Digital Parliamentary Data in Action 2026
Parliaments are central institutions of political life, and their records provide invaluable windows into the languages, cultures, and socio-historical dynamics of the past. With the growing availability of digitized and digital-born parliamentary datasets, historical parliamentary debates can now be explored in ways that bring new insights into the evolution of political ideas, rhetorical practices, cultural values, and institutional norms. They also allow scholars to examine how parliaments functioned as arenas of negotiation, contestation, and representation across different political systems and historical periods.
Yet working with historical parliamentary data presents significant challenges. Multilingual sources, outdated or inconsistent typographies, errors introduced through OCR, incomplete or missing metadata, and heterogenous transcription and markup practices complicate the creation of reliable and interoperable datasets. Addressing these difficulties requires collaboration across disciplines, from history, linguistics, and political science to information science and computational methods.
The conference invites contributions that engage with the opportunities and challenges of historical parliamentary data.

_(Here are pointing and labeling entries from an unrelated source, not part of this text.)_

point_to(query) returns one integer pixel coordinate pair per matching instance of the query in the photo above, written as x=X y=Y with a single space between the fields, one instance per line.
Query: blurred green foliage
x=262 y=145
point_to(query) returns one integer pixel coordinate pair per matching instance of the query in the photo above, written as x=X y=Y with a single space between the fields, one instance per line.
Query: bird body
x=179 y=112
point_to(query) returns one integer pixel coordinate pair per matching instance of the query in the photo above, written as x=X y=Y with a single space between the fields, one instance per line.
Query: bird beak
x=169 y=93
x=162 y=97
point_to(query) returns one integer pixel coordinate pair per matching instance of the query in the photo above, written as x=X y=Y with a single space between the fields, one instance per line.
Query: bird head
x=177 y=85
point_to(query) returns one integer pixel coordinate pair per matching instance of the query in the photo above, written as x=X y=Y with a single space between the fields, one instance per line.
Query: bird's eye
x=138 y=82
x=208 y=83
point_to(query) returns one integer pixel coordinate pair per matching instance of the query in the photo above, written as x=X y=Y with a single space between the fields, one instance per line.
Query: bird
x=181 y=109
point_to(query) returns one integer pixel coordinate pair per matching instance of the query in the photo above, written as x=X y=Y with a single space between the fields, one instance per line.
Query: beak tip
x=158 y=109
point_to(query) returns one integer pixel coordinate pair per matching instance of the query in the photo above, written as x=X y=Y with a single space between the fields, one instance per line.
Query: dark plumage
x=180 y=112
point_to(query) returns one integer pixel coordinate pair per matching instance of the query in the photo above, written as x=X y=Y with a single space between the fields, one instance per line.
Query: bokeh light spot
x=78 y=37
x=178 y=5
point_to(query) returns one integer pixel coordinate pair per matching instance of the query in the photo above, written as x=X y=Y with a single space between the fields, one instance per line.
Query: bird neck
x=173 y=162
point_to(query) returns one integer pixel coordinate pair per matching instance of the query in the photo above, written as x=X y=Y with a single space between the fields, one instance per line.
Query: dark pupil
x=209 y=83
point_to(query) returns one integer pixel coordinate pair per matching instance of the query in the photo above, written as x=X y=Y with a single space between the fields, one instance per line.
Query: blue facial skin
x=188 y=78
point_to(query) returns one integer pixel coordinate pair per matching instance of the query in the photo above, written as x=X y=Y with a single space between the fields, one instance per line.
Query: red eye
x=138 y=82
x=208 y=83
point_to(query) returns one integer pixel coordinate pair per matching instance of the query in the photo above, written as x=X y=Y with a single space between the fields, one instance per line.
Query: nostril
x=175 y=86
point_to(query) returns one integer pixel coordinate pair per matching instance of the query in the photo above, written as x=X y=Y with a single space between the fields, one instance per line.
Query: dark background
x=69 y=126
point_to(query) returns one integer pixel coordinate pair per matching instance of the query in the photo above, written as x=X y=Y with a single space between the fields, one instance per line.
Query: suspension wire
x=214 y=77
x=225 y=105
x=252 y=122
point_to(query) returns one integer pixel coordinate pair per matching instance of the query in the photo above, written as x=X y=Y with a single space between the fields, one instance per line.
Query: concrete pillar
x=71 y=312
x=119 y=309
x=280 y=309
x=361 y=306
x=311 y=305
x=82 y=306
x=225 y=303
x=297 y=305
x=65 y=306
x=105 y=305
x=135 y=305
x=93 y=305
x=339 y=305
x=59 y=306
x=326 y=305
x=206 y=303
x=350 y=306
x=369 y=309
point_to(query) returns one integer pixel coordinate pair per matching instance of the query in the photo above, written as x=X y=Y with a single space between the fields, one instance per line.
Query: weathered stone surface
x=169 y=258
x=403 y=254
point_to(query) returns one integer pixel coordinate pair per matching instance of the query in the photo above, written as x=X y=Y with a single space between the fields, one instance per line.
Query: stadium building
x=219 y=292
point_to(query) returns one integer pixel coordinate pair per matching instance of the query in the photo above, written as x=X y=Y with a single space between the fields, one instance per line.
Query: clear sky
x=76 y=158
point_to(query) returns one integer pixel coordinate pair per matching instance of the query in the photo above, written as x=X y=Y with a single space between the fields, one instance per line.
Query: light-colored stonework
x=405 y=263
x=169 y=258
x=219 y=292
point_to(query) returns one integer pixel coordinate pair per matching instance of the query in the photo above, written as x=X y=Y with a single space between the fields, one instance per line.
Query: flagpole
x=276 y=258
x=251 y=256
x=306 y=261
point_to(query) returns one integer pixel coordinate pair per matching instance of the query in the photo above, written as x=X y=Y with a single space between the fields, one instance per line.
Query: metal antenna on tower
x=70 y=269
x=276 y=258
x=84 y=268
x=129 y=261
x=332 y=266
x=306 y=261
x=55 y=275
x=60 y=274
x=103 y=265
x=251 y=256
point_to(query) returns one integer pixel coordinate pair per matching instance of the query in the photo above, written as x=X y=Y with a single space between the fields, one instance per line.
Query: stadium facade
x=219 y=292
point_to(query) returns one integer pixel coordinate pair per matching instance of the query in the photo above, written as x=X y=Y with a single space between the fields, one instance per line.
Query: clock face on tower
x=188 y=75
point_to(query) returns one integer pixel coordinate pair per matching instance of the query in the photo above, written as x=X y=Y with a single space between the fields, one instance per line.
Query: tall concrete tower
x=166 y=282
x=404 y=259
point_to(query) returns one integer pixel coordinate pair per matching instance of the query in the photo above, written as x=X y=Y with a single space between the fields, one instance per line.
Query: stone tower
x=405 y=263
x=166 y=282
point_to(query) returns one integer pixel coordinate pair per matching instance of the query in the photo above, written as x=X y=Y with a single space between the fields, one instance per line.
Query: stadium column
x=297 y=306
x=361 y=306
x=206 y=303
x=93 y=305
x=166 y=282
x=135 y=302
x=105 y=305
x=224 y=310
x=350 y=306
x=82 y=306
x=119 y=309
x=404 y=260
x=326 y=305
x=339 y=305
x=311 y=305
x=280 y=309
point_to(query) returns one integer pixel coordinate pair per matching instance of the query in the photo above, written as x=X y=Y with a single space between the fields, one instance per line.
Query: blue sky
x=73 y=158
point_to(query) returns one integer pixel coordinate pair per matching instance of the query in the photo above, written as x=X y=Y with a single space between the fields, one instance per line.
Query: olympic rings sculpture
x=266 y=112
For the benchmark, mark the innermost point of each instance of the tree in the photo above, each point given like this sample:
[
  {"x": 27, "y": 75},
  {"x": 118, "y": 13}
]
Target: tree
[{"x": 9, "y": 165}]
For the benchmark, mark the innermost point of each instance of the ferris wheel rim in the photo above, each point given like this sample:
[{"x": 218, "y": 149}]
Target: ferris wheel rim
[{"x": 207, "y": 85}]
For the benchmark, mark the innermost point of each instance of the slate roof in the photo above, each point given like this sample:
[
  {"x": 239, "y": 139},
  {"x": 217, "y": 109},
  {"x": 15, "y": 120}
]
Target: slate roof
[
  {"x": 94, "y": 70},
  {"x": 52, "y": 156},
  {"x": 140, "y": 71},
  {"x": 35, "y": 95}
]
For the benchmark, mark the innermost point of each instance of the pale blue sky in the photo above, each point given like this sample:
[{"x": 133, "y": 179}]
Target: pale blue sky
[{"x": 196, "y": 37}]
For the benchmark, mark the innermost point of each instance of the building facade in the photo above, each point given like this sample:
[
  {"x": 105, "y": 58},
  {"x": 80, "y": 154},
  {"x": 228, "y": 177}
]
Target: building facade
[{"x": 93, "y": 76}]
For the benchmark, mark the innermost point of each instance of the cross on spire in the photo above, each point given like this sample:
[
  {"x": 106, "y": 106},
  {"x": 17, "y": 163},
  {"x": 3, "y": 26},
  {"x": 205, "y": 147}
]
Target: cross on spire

We welcome papers that:
- Explore the cultural, linguistic, or political insights that can be gained from historical parliamentary records.
- Present methods for handling technical and methodological issues such as OCR quality, metadata gaps, or historical language variation.
- Showcase tools, interfaces, or analytical frameworks for making historical parliamentary data more accessible and usable for scholars, educators, or citizens.
- Reflect on standards, infrastructures, and practices that enable historical parliamentary datasets to be linked, compared, and analyzed across languages, countries, and time periods.
The accessibility and study of historical parliamentary data is not only a scholarly issue but also a democratic one: making past debates legible and open supports transparency, accountability, and public engagement with political history.
We therefore seek to bring together researchers from the humanities, social sciences, computer science, and cultural heritage sectors to share results, methods, and reflections on the creation, analysis, and use of historical parliamentary datasets. The aim is to foster dialogue across disciplines and to strengthen the foundations for future research on the political, cultural, and linguistic heritage preserved in parliamentary records.